Wednesday, January 16, 2002

5/3's profits defy recession


4Q up 21% as others slide; U.S. Bancorp down 9.5%

By Jeff McKinney
The Cincinnati Enquirer

        Brisk revenue growth helped Fifth Third Bancorp post a 21 percent rise in fourth-quarter profits.

        The gain for the Cincinnati-based banking company came when other major U.S. banking companies are expected to post smaller profits this month as the weak economy crimps business.

Schaefer
Schaefer
        The parent of Fifth Third Bank earned $385.5 million, or 65 cents a share, up from $319.1 million, or 55 cents a share, in last year's fourth quarter. Those profits included operations from Fifth Third's acquisition of Old Kent Financial Corp., completed in April.

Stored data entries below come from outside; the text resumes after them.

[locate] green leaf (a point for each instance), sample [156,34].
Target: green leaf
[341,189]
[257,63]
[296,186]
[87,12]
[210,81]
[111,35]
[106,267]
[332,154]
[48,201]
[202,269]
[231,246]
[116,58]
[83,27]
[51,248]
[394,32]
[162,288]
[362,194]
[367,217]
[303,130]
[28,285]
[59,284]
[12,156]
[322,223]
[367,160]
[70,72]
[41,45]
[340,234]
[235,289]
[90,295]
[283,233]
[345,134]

        The increase came as Fifth Third had double-digit revenue growth.

        Total revenues for the fourth quarter rose 17 percent to $1.1 billion and jumped 13 percent to $4.3 billion percent for the year. For 2001, the bank's net income was $1 billion, or $1.86 a share, down from $1.1 billion, or $1.98 a share. The bank's profits for 2001 and 2000 were cut by $293.6 million and $66.6 million respectively because of merger-related charges tied to Old Kent.

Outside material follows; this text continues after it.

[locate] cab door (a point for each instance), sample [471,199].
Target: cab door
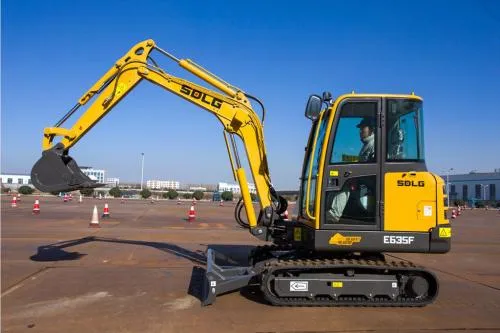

        Fifth Third's fourth-quarter revenue included a 25 percent gain in fee income, fueled by gains of 32 percent from the bank's data-processing unit, 27 percent in retail deposit revenue and 49 percent in commercial deposit revenue.

        But the bank was not isolated from the credit quality problems that dented many banks' profits last year. The number of loans likely to be unpaid rose 17 percent to $236.1 million and loan charge-offs were $54.6 million, up 56 percent from a year earlier.

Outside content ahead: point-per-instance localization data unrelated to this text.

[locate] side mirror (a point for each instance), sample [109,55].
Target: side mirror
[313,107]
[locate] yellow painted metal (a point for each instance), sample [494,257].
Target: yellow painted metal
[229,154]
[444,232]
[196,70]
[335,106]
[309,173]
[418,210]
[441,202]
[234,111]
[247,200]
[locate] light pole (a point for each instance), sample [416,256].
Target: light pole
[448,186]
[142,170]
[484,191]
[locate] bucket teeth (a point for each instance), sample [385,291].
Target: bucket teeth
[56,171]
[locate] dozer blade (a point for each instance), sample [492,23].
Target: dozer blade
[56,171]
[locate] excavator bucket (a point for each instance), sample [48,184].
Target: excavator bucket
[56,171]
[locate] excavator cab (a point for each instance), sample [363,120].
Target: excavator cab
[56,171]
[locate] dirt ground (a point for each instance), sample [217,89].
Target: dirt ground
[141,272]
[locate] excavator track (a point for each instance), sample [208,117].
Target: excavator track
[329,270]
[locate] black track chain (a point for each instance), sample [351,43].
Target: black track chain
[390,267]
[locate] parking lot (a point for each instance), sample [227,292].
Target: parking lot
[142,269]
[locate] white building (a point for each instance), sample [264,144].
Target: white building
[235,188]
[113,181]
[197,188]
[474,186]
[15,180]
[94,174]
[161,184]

        Chief executive George Schaefer Jr. said he was pleased with the bank's performance, saying Fifth Third has not experienced the level of credit problems other U.S. banks have, particularly similar-sized regional banks.

        He said the bank will not rule out more acquisitions, but said it does not necessarily need deals to sustain its growth.

        In another report:

        • U.S. Bancorp: Higher expenses and problem loans caused the parent of Firstar to post a 9.5 percent drop in fourth-quarter profits.

        Net income for the nation's eighth-largest banking company was $695.4 million, or 36 cents a share, down from $768.7 million, or 40 cents a share, in last year's fourth quarter.

        The company wrote off $265.8 million of bad loans, up 16 percent from the year earlier.

        For the year, the bank had net income of $1.7 billion, or 88 cents a share, vs. $2.9 billion, or $1.62 a share, in 2000.